Coexistence of degenerative aortic stenosis and wild type transthyretin-related cardiac amyloidosis: a potentially dangerous association that can be non-invasively identified

Abstract

Background: Degenerative aortic stenosis (AS) and wild type transthyretin (TTR)-related cardiac amyloidosis (wt-ATTR) share a common demographic and clinical profile. It has been recently suggested that the coexistence of wt-ATTR could negatively influence the outcome of elderly patients with aortic stenosis undergoing transcatheter aortic valve replacement (TAVR).

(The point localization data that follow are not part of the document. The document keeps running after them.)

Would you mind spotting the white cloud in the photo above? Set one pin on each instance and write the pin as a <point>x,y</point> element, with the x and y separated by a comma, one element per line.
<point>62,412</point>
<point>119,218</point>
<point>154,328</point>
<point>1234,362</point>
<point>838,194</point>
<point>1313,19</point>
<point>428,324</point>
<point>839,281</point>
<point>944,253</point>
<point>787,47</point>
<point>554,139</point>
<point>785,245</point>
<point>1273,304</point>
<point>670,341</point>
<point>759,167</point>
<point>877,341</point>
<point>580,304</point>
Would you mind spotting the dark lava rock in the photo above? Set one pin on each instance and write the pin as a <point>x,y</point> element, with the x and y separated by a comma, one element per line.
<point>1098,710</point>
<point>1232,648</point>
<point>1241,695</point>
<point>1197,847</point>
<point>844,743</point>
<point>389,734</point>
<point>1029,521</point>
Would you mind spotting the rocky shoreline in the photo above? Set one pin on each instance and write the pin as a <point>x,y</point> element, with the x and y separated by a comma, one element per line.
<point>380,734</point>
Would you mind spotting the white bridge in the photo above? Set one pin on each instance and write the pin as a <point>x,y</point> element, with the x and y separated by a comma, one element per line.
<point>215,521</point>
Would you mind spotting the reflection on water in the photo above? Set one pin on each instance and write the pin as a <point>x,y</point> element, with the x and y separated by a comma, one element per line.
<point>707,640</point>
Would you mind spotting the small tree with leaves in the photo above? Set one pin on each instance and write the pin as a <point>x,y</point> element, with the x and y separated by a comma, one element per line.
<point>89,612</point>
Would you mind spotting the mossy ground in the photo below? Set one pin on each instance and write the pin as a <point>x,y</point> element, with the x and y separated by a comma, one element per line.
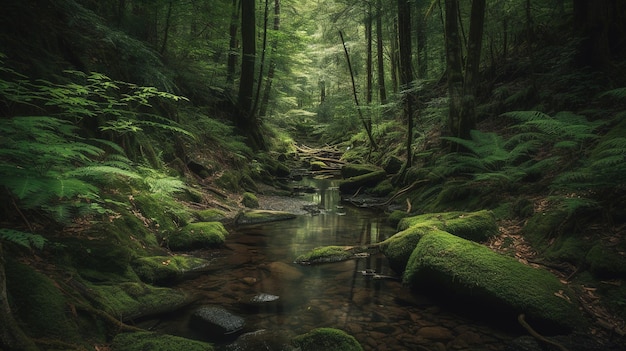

TTR-related cardiac amyloidosis can be accurately identified by technetium-99m-3,3-diphosphono-1,2 propanodicarboxylic acid (99mTc-DPD) scintigraphy. Purpose: To investigate the coexistence of cardiac amyloidosis in elderly patients with aortic stenosis referred for aortic valve replacement (TAVR or surgery). Methods: Since October 2014 we prospectively evaluated with 99mTc-DPD scintigraphy all patients diagnosed with degenerative AS and one or more of the following: paradoxical low flow-low gradient severe AS, QRS voltage-left ventricular (LV) wall thickness mismatch, echocardiographic findings suggestive of myocardial infiltrative disease (increased thickness of atrio-ventricular valves or interatrial septum or right ventricular free wall, pericardial effusion, granular sparkling of ventricular myocardium). Cases with intense myocardial tracer uptake underwent endomyocardial biopsy (EMB). Results: Five out of 42 patients underwent 99mTc-DPD scintigraphy that showed strong myocardial uptake in all. EMB demonstrated TTR-related amyloid infiltration in all cases. Genetic analysis excluded TTR gene mutations; so wt-ATTR was diagnosed. Median age was 88 (range 86-91), 3/5 were males. Two had a history of carpal tunnel syndrome and all were symptomatic (exertional dyspnoea, NYHA class III-IV). At echocardiography mean LV wall thickness was 18±2 mm, LV ejection fraction was 54±10% (38%-64%). Functional aortic valve area was between 0.4 and 0.9 cm2; one case had a low flow-low gradient and reduced LV ejection fraction (38%); maximum aortic gradient in the other 4 cases was 59±30 mmHg. Atrio-ventricular valve thickening was present in all, and mild pericardial effusion was present in 3 cases. Tissue Doppler S wave was reduced in all cases. QRS voltage was normal in one and increased in 4 patients. Conclusions: Coexistence of degenerative AS and wt-ATTR cardiac amyloidosis (a potentially dangerous condition in patients undergoing AVR or TAVR) can be suspected by clinical and echocardiographic elements and effectively diagnosed by 99mTc-DPD scintigraphy.